90-9-317. Seed capital project loan agreement -- specific loan requirements -- payback. (1) In addition to the loan requirements of 90-9-316, a seed capital project loan must be structured as contracted debt, including but not limited to the following terms:
(a) an interest rate set at a level that provides for a return to the council, from paybacks by all of its portfolio companies, an amount at least equal to the principal amount of the loan and that provides for a market rate of return when considering the overall benefit to the state derived from the projects;
(b) a provision in the note that may defer debt service until maturity of the note, the term of which may not exceed 8 years;
(c) a loan amount that may not exceed $50,000 in any one round of financing. Successive rounds of financing in which the council participates for any one company may not occur within a 9-month period. The total amount that may be loaned to any one company may not exceed $150,000.

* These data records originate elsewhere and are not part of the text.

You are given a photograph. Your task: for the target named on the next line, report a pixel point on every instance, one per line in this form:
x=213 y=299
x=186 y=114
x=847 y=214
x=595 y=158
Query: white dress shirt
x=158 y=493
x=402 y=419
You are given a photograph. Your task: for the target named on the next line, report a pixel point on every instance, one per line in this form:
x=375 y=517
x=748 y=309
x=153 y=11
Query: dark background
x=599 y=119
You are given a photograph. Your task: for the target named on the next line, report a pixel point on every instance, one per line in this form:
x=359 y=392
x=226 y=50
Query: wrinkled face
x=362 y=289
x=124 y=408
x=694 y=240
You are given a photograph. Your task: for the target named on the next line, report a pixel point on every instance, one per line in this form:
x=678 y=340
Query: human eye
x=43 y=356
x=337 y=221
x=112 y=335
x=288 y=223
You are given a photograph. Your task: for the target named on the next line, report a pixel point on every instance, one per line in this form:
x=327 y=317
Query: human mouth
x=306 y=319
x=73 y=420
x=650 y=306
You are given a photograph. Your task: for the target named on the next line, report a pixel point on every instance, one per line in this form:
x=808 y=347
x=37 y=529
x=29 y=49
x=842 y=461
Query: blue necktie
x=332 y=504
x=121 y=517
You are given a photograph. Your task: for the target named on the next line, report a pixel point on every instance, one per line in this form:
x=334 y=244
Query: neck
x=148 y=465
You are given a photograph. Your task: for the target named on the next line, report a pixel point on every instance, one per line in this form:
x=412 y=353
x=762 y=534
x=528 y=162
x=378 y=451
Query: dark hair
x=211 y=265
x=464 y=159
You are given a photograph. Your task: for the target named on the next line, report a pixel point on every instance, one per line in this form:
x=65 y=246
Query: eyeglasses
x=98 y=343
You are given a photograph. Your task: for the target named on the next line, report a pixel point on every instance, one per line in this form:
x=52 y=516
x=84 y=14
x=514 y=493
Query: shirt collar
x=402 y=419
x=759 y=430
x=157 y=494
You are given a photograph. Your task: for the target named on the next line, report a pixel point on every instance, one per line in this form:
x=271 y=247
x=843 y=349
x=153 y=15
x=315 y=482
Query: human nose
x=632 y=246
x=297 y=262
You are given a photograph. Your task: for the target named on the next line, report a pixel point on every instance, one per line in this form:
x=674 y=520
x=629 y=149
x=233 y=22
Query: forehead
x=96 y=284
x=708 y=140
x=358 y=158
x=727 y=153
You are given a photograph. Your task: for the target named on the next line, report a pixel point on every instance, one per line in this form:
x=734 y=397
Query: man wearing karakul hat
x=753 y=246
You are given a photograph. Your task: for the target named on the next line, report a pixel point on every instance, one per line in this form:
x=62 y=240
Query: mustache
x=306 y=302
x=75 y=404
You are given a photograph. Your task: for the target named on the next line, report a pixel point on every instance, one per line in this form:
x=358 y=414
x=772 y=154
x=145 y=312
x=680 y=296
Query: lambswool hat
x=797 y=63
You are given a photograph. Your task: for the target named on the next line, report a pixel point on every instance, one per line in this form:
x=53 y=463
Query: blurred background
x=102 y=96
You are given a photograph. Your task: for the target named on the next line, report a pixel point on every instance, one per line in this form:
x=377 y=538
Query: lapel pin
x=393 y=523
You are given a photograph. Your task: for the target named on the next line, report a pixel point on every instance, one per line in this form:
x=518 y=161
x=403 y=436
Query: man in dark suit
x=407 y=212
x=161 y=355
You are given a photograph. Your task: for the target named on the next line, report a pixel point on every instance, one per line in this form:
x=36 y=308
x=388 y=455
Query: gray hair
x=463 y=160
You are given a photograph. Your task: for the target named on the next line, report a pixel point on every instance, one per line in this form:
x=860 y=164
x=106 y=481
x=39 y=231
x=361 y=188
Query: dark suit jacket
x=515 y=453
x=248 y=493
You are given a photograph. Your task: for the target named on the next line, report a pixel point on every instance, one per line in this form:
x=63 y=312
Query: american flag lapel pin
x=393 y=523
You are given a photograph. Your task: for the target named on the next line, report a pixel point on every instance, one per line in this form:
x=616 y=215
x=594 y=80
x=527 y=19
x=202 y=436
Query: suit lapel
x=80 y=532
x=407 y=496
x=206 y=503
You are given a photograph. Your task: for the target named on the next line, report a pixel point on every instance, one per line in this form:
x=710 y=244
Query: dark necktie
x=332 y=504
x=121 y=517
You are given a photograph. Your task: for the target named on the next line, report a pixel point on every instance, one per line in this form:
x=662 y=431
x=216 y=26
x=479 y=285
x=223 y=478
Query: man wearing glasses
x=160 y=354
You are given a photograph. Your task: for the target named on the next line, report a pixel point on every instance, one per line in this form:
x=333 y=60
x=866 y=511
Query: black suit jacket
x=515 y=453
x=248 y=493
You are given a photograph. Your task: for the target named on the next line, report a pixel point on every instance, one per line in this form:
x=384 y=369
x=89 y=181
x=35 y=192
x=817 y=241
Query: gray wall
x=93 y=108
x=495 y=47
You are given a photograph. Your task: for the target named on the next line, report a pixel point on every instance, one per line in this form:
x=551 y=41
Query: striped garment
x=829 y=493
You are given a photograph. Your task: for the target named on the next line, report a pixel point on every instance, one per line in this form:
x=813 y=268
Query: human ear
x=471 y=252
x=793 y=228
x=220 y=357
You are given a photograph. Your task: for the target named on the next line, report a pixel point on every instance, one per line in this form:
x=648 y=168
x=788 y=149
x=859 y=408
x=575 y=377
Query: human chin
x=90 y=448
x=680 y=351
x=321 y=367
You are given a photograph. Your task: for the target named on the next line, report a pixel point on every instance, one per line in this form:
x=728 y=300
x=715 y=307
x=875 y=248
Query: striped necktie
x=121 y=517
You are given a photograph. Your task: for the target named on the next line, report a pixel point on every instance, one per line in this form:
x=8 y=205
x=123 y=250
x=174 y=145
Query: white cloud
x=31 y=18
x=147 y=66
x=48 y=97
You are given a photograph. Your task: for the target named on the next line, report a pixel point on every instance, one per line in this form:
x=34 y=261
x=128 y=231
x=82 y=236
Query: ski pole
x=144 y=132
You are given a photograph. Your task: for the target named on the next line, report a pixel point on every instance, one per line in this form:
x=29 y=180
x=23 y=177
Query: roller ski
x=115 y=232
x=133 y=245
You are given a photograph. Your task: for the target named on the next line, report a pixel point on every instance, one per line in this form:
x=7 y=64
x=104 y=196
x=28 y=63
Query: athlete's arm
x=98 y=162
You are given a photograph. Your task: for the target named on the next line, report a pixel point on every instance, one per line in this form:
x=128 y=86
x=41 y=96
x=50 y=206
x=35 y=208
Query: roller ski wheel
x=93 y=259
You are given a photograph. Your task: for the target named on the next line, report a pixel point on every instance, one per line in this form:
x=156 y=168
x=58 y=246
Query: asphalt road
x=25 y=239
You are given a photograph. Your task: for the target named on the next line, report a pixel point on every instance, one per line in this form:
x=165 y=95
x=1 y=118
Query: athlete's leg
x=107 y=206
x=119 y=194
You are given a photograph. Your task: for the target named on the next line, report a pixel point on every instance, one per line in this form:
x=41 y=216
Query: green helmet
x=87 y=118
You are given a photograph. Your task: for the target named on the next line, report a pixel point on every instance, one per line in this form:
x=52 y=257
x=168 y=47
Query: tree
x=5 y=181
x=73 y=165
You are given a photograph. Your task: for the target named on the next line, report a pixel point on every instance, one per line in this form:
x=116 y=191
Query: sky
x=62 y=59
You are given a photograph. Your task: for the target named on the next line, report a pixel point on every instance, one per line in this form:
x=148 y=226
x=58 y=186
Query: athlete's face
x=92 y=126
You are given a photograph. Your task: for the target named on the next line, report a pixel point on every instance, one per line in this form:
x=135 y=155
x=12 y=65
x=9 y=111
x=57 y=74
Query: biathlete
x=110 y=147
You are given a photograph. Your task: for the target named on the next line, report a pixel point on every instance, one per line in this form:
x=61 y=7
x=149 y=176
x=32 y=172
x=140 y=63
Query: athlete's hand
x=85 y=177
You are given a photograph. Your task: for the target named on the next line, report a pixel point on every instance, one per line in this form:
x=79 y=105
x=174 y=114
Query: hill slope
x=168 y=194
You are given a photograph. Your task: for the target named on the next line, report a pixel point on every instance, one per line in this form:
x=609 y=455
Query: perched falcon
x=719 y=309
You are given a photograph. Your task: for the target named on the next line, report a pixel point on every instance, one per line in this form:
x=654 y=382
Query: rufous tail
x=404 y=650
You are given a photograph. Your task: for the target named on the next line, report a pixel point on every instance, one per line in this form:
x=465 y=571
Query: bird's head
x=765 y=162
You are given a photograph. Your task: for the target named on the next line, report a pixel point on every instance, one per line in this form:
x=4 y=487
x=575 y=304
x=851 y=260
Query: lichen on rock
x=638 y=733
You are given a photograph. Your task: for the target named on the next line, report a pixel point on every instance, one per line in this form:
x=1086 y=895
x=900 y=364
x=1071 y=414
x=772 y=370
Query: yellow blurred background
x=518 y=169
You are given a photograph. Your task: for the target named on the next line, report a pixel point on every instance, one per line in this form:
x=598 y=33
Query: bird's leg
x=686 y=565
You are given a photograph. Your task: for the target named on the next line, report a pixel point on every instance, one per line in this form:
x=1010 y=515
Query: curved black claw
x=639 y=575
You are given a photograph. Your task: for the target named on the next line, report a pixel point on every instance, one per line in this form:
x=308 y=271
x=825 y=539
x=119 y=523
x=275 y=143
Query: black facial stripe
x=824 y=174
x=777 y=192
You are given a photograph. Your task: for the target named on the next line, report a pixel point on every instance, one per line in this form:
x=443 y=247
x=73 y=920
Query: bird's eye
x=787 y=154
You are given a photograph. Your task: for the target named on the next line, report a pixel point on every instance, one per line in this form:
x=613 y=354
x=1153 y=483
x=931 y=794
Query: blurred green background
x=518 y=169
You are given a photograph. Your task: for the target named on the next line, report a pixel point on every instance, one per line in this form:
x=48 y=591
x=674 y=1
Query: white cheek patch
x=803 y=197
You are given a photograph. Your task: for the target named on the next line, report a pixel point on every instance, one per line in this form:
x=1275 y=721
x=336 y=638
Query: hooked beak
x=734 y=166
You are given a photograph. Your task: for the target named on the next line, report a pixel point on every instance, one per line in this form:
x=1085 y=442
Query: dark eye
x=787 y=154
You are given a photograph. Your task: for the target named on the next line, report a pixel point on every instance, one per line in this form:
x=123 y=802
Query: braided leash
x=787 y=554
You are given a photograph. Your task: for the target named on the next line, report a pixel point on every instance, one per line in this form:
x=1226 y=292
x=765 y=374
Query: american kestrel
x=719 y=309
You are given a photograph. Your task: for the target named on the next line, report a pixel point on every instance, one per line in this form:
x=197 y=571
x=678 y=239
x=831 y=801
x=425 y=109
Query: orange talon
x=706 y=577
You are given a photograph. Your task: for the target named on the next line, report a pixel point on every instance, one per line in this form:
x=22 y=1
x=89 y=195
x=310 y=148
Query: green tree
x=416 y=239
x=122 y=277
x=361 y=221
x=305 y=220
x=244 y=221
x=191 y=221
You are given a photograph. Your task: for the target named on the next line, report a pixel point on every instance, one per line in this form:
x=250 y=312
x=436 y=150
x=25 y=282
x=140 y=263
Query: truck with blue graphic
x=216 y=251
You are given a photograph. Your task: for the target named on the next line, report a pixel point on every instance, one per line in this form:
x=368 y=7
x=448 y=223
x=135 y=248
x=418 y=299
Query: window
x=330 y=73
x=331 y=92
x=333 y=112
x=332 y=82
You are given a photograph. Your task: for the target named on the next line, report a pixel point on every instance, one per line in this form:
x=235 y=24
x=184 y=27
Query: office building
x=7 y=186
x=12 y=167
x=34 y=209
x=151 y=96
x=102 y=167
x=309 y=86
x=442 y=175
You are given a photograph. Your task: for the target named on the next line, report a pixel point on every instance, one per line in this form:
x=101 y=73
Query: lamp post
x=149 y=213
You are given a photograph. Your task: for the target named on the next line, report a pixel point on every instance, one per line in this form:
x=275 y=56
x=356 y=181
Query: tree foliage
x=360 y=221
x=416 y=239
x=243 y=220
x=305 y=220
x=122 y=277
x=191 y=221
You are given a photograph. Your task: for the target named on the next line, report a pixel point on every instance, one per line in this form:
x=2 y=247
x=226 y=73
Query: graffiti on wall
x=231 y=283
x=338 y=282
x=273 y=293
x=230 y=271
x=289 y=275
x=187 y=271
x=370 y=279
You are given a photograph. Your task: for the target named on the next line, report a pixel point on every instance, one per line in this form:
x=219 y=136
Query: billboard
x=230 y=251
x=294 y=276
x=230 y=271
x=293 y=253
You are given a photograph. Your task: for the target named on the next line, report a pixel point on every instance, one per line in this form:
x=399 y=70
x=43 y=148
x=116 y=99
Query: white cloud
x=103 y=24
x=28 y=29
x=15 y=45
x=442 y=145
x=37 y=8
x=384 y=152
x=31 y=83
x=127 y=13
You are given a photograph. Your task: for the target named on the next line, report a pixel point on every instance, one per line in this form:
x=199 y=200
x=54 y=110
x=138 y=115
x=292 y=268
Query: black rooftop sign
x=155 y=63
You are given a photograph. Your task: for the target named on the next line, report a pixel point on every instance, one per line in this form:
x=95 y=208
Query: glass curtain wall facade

(d) a provision that the note becomes due in full upon dissolution or liquidation of the company;
(e) a provision that the company will provide the council with a second priority security interest in all of the equipment used in the company's business, accounts receivable, and inventory to secure repayment of the loan;
(f) a provision that the priority security interest in the company's assets referred to in subsection (1)(e) will be evidenced by appropriate forms required to secure the assets as provided in Title 30, chapter 9.
(2) In addition to the provisions in 90-9-316 and subsection (1) of this section, a seed capital project loan agreement may provide for any of the following:
(a) a convertible debenture;
(b) a warrant held by the council; or
(c) a warrant held by a third party for the benefit of the council.
History: En. Sec. 7, Ch. 284, L. 1989.